Step 1 – Set up your environment
Some basic libraries: sentence-transformers (for embeddings), faiss-cpu (for vector search), numpy

In [1]:
pip install sentence-transformers faiss-cpu numpy

Note: you may need to restart the kernel to use updated packages.



[notice] A new release of pip is available: 25.0.1 -> 25.3
[notice] To update, run: python.exe -m pip install --upgrade pip


Step 2 – Collect some documents (your “knowledge base”)

In [2]:
documents = [
    "Employees get 20 days of paid annual leave per year...",
    "ETL jobs run daily at 1 AM using Apache Airflow...",
    "Employees can work from home up to 3 days per week...",
    "All code changes must go through pull requests and CI..."
]


Step 3 – Chunk your documents

In [4]:
chunks = []
for i, doc in enumerate(documents):
    chunks.append({
        "id": i,
        "text": doc.strip(),
        "metadata": {"source": f"doc_{i}"}
    })


Step 4 – Turn chunks into embeddings

In [5]:
from sentence_transformers import SentenceTransformer
import numpy as np

model = SentenceTransformer("all-MiniLM-L6-v2")

texts = [c["text"] for c in chunks]
embeddings = model.encode(texts, convert_to_numpy=True, normalize_embeddings=True)

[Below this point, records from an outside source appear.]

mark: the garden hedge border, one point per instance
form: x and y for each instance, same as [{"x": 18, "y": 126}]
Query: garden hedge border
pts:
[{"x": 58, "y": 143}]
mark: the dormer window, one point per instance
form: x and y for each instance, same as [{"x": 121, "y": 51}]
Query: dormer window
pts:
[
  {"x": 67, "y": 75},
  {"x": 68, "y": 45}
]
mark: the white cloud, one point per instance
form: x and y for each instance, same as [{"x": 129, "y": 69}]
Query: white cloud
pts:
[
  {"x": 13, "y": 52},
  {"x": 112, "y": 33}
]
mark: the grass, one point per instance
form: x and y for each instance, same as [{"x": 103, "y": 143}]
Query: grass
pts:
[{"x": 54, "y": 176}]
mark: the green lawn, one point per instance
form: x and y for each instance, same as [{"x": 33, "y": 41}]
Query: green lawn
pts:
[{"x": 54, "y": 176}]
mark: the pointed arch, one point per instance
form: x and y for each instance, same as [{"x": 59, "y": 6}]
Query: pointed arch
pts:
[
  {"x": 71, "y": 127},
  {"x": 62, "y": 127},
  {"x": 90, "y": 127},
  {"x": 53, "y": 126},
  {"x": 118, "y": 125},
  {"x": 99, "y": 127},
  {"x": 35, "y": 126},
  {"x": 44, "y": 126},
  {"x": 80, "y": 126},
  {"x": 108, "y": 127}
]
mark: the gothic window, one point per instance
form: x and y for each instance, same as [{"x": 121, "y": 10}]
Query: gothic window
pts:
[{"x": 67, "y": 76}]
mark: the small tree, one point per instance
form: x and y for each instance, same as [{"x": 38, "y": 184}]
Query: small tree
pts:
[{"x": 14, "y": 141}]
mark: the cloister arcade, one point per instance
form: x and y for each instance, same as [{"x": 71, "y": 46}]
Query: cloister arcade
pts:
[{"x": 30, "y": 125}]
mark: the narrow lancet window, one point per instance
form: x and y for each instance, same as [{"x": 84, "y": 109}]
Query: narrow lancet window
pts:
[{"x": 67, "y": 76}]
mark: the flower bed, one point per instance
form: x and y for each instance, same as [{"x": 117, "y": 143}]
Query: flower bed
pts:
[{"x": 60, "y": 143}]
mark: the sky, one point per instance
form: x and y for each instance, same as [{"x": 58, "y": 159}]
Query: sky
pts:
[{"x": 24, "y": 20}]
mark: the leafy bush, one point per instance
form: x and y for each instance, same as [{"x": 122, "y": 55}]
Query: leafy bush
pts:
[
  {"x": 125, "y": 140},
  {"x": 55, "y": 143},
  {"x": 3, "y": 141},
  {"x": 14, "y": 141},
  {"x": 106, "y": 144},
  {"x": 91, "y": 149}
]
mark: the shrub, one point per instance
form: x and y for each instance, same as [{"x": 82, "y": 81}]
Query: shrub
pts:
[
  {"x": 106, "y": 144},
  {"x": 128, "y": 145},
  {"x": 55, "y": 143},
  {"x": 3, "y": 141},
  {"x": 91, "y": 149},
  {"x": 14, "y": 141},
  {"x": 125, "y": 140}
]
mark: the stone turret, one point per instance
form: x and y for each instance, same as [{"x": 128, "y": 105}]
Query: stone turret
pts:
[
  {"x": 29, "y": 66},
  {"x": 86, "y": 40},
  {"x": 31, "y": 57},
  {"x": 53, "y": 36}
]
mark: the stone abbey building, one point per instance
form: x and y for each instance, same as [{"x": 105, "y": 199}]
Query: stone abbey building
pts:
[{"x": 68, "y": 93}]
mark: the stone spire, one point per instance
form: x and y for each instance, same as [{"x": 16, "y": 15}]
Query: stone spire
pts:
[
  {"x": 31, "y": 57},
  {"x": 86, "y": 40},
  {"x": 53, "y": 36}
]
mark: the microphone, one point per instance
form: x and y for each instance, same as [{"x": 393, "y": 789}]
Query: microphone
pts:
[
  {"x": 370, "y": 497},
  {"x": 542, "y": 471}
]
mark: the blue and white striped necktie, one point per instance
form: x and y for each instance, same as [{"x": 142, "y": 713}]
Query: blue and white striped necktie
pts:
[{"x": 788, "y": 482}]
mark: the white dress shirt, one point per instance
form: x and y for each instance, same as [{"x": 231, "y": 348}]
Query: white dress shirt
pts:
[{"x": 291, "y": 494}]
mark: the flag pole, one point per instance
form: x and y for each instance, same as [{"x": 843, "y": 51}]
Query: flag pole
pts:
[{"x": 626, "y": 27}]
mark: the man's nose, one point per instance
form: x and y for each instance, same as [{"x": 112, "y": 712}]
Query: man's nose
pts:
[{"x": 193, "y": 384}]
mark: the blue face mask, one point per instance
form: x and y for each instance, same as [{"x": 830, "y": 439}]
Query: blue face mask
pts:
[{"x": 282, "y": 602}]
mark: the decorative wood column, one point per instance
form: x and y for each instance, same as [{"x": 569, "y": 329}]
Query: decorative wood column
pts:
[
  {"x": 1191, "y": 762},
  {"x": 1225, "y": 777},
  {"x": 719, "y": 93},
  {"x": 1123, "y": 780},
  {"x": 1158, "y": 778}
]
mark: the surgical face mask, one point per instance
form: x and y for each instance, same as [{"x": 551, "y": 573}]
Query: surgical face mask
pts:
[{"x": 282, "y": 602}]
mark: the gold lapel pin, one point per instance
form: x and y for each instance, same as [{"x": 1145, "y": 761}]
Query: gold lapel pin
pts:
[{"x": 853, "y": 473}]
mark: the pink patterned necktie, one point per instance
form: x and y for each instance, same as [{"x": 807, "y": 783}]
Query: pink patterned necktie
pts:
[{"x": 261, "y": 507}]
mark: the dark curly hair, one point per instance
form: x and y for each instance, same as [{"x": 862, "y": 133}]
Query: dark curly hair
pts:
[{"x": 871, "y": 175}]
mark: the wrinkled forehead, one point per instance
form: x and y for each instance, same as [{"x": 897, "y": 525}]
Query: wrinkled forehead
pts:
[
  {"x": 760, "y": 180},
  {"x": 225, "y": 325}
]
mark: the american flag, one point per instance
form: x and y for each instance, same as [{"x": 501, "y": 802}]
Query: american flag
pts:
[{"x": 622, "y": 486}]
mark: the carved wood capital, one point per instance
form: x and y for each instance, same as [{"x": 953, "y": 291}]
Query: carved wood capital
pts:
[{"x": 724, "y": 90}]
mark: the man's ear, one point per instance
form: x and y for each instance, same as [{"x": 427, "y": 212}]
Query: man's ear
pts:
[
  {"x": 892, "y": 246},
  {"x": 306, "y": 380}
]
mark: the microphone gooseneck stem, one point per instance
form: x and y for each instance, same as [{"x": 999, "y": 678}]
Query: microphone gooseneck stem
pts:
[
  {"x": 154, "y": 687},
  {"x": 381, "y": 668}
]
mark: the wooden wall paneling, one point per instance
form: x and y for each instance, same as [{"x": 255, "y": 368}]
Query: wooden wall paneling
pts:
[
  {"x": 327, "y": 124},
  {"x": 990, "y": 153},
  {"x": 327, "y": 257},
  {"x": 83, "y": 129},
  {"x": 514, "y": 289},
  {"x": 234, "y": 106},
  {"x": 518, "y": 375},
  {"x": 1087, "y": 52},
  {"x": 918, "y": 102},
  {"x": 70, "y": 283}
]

Step 5 – Store embeddings in a Vector Database (FAISS)

In [6]:
import faiss

dim = embeddings.shape[1]
index = faiss.IndexFlatIP(dim)  # IP = inner product; with normalized vectors ≈ cosine similarity
index.add(embeddings)


Step 6 – Implement retrieval (search by question)

In [7]:
def search(query, top_k=3):
    q_emb = model.encode([query], convert_to_numpy=True, normalize_embeddings=True)
    scores, indices = index.search(q_emb, top_k)

    results = []
    for score, idx in zip(scores[0], indices[0]):
        results.append({
            "score": float(score),
            "chunk": chunks[int(idx)]
        })
    return results


Step 7 – Build the “RAG answer” step

In [20]:
def build_prompt(question, results):
    context = "\n\n".join([r["chunk"]["text"] for r in results])
    prompt = f"""
You are a helpful assistant. Answer the question ONLY using the context below.

CONTEXT:
{context}

QUESTION:
{question}

If the answer is not in the context, say "I don't know from the provided documents."
"""
    return prompt